# Found SNES with S-ENC. How to Component video mod it?



## codezer0 (Apr 3, 2016)

Simply put, found myself an early model snes that doesn't have the BA chip, but has an S-ENC chip in it. I am aware that this is one of those that are capable of a component video mod, but I am having the worst time trying to find the diagrams or info I need for what to solder where to enable this output.

Google-fu isn't cooperating, only showing me references to the original, BA series chip.

Could someone help me out here? Please?


----------



## cvskid (Apr 3, 2016)

codezer0 said:


> Simply put, found myself an early model snes that doesn't have the BA chip, but has an S-ENC chip in it. I am aware that this is one of those that are capable of a component video mod, but I am having the worst time trying to find the diagrams or info I need for what to solder where to enable this output.
> 
> Google-fu isn't cooperating, only showing me references to the original, BA series chip.
> 
> Could someone help me out here? Please?


Might want to check this out. As far as i know you don't need your snes modded for this cable to work.

http://www.hdretrovision.com/snes


----------



## codezer0 (Apr 3, 2016)

Nobody carries this, that I could see. So as far as I care, it might as well be made of unicorn's blood.

For me, this mod has been a long time coming. and I finally have a unit with a capable output chip. I just need the diagram and knowing what components I need to fulfill the mod.
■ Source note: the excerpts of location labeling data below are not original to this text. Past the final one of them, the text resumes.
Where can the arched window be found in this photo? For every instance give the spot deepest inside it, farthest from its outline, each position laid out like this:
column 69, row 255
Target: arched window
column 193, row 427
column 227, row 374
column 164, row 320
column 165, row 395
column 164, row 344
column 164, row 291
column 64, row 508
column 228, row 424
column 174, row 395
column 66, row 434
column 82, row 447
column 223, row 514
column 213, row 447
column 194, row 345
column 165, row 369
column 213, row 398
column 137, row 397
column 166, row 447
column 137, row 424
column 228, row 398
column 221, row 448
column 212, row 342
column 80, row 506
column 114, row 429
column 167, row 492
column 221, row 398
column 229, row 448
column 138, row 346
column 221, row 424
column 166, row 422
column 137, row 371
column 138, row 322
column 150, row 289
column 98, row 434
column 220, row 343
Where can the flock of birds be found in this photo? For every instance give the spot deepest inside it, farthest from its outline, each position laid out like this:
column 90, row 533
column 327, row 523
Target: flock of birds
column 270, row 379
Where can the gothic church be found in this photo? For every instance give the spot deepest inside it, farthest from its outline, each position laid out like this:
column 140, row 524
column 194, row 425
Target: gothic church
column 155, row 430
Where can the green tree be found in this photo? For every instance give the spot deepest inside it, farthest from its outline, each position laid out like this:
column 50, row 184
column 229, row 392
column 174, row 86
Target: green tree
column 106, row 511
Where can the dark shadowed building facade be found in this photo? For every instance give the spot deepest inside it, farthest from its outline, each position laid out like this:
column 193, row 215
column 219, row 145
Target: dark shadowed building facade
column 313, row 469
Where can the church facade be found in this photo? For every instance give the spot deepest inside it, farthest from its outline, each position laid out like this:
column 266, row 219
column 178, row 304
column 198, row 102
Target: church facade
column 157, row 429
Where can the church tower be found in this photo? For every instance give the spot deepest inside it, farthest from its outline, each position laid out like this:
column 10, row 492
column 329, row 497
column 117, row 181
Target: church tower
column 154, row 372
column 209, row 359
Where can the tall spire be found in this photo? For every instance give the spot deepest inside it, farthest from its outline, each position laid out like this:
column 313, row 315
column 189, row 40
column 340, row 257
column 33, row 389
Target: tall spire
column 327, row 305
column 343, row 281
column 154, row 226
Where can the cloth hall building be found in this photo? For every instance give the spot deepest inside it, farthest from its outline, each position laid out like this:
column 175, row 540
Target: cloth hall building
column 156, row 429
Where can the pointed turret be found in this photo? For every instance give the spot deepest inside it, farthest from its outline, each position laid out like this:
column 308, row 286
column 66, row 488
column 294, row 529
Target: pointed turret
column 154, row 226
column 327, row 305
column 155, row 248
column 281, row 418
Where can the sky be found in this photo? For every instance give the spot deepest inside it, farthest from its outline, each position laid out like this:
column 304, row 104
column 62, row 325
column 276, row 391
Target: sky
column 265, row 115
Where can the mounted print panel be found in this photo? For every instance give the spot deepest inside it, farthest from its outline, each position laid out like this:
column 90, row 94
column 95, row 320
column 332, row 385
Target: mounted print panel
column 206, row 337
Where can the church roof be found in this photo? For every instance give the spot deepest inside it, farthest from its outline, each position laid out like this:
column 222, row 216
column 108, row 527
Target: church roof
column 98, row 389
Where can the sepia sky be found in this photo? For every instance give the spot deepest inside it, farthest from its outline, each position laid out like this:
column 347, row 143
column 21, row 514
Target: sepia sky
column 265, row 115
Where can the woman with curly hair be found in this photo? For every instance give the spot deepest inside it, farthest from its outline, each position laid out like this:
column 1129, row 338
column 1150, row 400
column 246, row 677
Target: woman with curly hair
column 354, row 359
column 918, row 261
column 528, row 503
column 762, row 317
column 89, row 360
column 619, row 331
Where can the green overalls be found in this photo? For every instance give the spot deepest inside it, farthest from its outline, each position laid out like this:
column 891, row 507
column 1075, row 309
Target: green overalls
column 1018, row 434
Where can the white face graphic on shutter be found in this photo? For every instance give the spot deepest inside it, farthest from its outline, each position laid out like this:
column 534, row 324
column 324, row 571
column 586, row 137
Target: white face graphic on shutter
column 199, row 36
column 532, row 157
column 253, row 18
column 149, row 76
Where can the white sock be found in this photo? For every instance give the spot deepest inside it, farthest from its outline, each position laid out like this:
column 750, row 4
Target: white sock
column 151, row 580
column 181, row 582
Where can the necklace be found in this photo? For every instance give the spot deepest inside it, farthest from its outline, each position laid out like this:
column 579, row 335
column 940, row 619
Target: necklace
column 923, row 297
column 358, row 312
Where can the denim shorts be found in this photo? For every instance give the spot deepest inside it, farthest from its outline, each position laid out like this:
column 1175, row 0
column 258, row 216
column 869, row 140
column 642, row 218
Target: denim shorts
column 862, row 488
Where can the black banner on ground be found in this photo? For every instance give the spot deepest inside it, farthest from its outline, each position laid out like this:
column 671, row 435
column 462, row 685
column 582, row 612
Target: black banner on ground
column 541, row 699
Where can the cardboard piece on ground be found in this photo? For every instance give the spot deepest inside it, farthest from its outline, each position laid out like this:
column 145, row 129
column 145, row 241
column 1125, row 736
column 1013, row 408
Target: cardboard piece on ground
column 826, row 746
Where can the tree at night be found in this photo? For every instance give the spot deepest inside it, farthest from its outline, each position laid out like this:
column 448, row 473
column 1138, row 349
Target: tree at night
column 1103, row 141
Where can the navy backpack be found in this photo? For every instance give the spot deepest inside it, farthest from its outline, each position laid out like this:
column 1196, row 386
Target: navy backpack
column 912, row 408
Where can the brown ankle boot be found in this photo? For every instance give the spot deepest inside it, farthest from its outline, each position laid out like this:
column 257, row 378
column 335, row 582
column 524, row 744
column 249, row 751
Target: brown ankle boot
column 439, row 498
Problem is, I literally cannot find that diagram anywhere to save my life right now. At least, not by myself.


----------



## k3rizz3k (Apr 3, 2016)

Something like this?


----------



## Drud1995 (Apr 4, 2016)

I use an RGB SCART cable with an HDMI converter box and get great picture!

HDMI Scart Converter Box:
http://www.ebay.com/itm/Scart-HDMI-...256167?hash=item3f4f975027:g:9dsAAOSwgkRVUr-m

RGB SCART Cable Synced with CSYNC:
http://www.ebay.com/itm/Super-Ninte...SYNC-FULL-SHIELD-GROUNDED-cable-/201284360714

The RGB cable is out of stock right now, but is well worth the wait as this particular cable eliminates almost all picture artifacts and is braided for extra durability!


----------



## codezer0 (Apr 4, 2016)

I could get that for my Genesis, of which has no Component Video mods whatsoever.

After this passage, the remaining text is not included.